Assim, transcorridos cerca de seis meses, uma das mais importantes CPIs da história do parlamento brasileiro mostrou a que veio. “Esta CPI consagrou enormes avanços institucionais, políticos e civilizatórios. É uma CPI histórica, com muitos legados para sociedade”, resumiu Renan. “As demais instituições precisam assimilar o contexto e as recomendações emanadas desta CPI. A história não perdoa os omissos e condenará os covardes.”
O relatório pede o indiciamento de duas empresas e de 66 pessoas, entre elas o próprio presidente. Só a Bolsonaro, são atribuídos nove crimes: epidemia com resultado morte; infração de medida sanitária preventiva; charlatanismo; incitação ao crime; falsificação de documento particular; emprego irregular de verbas públicas; prevaricação; crimes contra a humanidade; e crimes de responsabilidade (violação de direito social e incompatibilidade com dignidade, honra e decoro do cargo).

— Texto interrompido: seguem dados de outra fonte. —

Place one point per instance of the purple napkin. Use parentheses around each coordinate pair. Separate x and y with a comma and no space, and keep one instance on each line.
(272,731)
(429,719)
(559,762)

Conforme o relatório, é sobretudo ao presidente negacionista que se deve atribuir a responsabilidade central por boa parte das mais de 600 mil mortes de brasileiros por Covid. Mesmo em caso de eventual impunidade, o texto apresentado pelo relator da CPI é suficiente para condenar Bolsonaro no “tribunal da História”.
“Não há como afastar a responsabilidade do Presidente da República, Jair Messias Bolsonaro, no que diz respeito às ações e omissões relacionadas ao enfrentamento da pandemia”, indica o relatório. “Com efeito, o conjunto probatório revelou que o Chefe do Executivo Federal teve inúmeras condutas que incrementaram as consequências nefastas da Covid-19 em nossa população, o que não pode passar sem a devida fiscalização por parte desta CPI.”
A acusação em especial de “atos de extermínio” e “perseguição” da população indígena pode levar Bolsonaro a ser investigado não apenas no Brasil – mas também no Tribunal Penal Internacional (TPI) – por “crime contra a humanidade”. Ampliam-se, assim, as instâncias onde o presidente será julgado, elevando-se igualmente as possibilidades de condenação.
Entre as autoridades das quais Renan propôs o indiciamento, há ministros – casos de Marcelo Queiroga (Saúde), Onyx Lorenzoni (Trabalho), Wagner Rosário (Controladoria-Geral da União) e Braga Netto (Defesa) –, além dos ex-ministros Eduardo Pazuello (Saúde) e Ernesto Araújo (Relações Exteriores). Já os filhos parlamentares do presidente – o senador Flávio Bolsonaro (Patriota-RJ), o deputado federal Eduardo Bolsonaro (PSL-SP) e o vereador Carlos Bolsonaro (Republicanos-RJ) – são acusados de “incitação ao crime”, assim como os deputados federais Ricardo Barros (PP-PR), Bia Kicis (PSL-DF), Carla Zambelli (PSL-SP), Osmar Terra (MDB-RS) e Carlos Jordy (PSL-RJ).
Ampla, corajosa, eficiente – assim foi a CPI da Covid. O momento é de debates sobre possíveis alterações no texto-base do relator. Mas o fato é que essa comissão no Senado cumpriu, indiretamente, o papel de desgastar Bolsonaro e aumentar sua rejeição a níveis recordes. Os brasileiros aprovaram e endossaram a CPI, que ajudou a demolir o presidente da República.
Tudo isso – vale dizer – ocorreu num momento em que a Campanha Nacional Fora Bolsonaro ajudou a ecoar as denúncias e as indignações da comissão no Senado. Já se foram seis grandes manifestações desde maio, na busca de uma frente ampla capaz de derrotar o presidente pela via do impeachment. A CPI da Covid venceu!